日本赤十字看護大学の川嶋みどり名誉教授(撮影:梅谷秀司)

新型コロナウイルスの感染拡大が収まらないなか、看護師は激務で疲弊している。それ以前から看護師は過重労働にあり、看護の本質的なケアが軽んじられる環境にあった。

その原因や今後の看護のあるべき姿について、看護界に約70年も身をおく日本赤十字看護大学の川嶋みどり名誉教授に聞いた。看護師が抱える問題には、労働の本質や人間の生き方に通じるものがあり、ほかの業界で働く人にとっても共感を得られのではないだろうか。

この記事の前編:看護界の重鎮が91歳で新雑誌を創刊した切実事情

診療報酬の改訂が、看護師の働き方を変えた──新型コロナウイルスが医療現場にもたらしたことは、何でしょうか?

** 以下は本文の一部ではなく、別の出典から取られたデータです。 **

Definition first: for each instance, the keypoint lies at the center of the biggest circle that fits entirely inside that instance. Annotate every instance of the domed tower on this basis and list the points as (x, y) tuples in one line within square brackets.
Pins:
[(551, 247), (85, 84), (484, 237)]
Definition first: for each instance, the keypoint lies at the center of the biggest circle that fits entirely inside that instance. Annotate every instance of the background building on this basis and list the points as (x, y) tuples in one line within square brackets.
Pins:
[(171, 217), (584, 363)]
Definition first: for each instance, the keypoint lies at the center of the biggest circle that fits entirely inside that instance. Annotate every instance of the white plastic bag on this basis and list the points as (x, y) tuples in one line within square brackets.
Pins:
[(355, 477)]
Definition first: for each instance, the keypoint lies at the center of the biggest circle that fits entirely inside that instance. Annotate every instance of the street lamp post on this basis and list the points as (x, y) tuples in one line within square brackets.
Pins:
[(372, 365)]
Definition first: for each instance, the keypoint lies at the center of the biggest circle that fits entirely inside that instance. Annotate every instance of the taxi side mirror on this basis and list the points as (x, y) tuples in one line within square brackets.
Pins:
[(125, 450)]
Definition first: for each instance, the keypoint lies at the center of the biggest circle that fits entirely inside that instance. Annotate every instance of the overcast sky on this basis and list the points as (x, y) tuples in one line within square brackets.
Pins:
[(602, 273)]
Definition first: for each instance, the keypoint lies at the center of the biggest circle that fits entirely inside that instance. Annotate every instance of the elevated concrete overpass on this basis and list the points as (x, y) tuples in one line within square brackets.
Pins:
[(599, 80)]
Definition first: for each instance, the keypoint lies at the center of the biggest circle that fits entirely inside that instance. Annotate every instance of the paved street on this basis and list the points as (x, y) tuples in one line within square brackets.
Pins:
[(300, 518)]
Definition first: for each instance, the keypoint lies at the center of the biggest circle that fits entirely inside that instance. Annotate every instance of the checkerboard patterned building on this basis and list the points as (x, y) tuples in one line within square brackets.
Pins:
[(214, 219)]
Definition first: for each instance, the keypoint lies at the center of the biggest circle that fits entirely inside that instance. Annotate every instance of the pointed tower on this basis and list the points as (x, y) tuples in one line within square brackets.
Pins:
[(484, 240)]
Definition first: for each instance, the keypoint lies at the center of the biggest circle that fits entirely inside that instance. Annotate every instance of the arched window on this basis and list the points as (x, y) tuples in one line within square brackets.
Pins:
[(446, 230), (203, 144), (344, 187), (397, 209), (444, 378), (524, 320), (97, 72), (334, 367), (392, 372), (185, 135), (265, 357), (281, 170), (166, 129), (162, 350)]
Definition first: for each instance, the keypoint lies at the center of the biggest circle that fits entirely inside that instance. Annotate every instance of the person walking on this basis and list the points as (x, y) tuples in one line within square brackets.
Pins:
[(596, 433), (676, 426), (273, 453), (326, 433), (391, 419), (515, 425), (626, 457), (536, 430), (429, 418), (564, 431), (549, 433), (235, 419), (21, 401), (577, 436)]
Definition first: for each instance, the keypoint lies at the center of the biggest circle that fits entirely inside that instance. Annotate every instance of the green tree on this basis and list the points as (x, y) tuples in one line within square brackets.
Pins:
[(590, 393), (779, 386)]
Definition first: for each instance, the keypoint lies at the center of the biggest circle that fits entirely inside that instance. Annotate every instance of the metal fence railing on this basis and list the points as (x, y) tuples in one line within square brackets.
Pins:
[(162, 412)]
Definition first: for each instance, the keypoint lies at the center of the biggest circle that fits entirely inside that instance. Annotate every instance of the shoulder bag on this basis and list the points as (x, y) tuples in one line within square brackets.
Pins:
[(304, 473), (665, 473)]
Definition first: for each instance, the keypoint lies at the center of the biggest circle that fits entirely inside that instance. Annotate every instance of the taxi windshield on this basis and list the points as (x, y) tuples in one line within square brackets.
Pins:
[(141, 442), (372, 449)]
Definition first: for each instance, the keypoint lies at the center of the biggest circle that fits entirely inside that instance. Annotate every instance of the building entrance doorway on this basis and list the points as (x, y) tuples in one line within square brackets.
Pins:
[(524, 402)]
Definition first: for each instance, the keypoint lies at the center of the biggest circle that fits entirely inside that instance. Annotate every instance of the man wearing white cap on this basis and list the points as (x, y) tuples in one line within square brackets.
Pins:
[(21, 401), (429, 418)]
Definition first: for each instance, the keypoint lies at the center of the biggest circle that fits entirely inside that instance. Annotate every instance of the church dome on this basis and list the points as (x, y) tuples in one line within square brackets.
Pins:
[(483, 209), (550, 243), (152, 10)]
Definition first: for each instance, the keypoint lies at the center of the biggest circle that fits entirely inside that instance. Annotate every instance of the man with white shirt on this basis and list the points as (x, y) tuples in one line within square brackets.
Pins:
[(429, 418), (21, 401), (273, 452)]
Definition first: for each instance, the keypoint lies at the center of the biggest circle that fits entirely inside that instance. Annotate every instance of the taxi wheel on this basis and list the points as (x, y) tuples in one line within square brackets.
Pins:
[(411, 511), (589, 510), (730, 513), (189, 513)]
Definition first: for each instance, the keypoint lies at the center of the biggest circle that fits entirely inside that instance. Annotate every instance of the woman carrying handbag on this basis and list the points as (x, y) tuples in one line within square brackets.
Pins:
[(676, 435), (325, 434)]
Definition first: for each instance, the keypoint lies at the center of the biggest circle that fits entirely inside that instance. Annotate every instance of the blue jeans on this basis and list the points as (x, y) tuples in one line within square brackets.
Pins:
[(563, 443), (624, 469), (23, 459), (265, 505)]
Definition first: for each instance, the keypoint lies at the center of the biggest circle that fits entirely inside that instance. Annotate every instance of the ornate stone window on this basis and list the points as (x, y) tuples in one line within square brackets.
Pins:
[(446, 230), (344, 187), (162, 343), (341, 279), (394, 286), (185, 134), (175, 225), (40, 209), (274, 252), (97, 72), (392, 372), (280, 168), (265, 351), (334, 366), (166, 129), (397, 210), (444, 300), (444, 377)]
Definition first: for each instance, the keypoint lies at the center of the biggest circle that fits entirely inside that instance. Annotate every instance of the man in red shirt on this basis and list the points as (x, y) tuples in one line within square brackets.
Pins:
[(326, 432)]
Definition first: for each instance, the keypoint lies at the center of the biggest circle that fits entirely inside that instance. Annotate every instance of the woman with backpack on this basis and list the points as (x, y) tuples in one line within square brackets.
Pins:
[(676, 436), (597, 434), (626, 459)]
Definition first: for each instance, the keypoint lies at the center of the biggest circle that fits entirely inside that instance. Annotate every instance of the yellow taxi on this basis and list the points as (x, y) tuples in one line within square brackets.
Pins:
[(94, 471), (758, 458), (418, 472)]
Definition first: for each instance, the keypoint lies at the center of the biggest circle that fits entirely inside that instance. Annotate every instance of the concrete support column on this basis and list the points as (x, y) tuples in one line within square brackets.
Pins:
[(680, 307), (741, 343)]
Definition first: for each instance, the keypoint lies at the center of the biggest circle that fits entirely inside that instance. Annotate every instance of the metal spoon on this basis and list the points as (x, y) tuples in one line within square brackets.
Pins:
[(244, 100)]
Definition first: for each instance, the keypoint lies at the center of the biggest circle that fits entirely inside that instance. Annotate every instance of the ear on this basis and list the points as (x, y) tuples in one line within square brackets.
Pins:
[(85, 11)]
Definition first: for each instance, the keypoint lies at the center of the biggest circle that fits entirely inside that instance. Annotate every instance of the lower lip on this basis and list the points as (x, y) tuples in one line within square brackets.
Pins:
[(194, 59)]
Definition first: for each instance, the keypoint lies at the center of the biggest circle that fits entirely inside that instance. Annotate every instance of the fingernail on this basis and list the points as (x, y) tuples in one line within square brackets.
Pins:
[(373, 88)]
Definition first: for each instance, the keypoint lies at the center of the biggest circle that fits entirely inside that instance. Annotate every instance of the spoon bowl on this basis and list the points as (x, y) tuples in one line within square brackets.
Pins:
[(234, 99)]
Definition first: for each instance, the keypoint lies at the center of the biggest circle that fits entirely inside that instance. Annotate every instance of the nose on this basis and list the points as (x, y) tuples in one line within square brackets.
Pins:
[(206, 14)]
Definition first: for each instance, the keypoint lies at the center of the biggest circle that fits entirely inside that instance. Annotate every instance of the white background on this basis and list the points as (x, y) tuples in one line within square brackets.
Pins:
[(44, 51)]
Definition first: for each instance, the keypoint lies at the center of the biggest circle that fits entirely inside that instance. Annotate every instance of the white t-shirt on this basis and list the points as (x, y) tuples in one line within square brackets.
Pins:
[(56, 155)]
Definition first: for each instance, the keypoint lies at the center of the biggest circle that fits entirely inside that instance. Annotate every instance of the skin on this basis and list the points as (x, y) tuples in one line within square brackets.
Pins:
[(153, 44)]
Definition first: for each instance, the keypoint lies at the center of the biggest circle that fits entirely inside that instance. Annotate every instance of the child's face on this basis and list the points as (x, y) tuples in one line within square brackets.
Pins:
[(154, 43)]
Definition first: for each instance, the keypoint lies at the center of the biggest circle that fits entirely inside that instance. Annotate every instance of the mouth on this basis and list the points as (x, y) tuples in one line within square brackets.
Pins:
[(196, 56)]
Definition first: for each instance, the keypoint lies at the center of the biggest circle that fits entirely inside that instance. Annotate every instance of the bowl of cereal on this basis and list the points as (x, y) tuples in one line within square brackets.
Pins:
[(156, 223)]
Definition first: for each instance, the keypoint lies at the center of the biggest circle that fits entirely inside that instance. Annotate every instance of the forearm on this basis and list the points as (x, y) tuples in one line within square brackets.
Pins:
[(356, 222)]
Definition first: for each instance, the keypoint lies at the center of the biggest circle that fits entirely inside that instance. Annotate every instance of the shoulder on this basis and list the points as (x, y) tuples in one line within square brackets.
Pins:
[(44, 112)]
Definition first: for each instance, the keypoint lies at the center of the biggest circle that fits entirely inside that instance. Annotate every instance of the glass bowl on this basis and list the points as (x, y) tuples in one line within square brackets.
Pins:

川嶋:コロナ以前からある看護の危機について、コロナによって忘れられてしまっていることです。これまで何十年も、看護師は限られた人員で、困難な量の業務をこなしてきたのです。

超長時間・過密労働するなかで人間関係が悪くなり、職場で分断も起きてしまう。人間には、限界があります。看護師の働き方を変えた大きな原因になったのが、診療報酬の改訂です。

(解説)高齢者の増加に伴って年々医療費が増大することを懸念した国は、効率を求め、病院の入院日数を短くすることで在宅医療に移行し、医療費を抑制しようと政策誘導した。診療報酬は入院日数が短いほど高くなるように改定され、病院はこぞって早期に患者を転院させ、ベッドの回転率を上げて利益を出すようになった。

症状の重いままほかの病院に患者を移すことも増え、本来はリハビリを目的とする病院の負担は増した。そのリハビリ病院も一定の入院日数を超えると病院収入が落ち込むため、回復途中の患者でも在宅医療に移行させる問題が起こっている。入院日数の短縮化による「追い出し」医療が一因となり、看護師の心身を疲弊させている。

──入院日数の短縮化で看護師が失ったものは?

川嶋:入院日数が短いことで、本当に治癒して退院する方が少なくなったこともあり、看護師が自分のケアがどこまでその患者さんに効果があったのかどうか、確信がもてなくなりました。

看護して回復したことで患者さんから「ありがとう」と言われ、「おめでとう」と言って患者さんが退院する。その経験こそが看護師のやりがいにつながるのに、それが奪われているのです。自分の看護の効果がわからなければ人にも伝えられず、世の中にも看護の価値が理解されなくなってしまいます。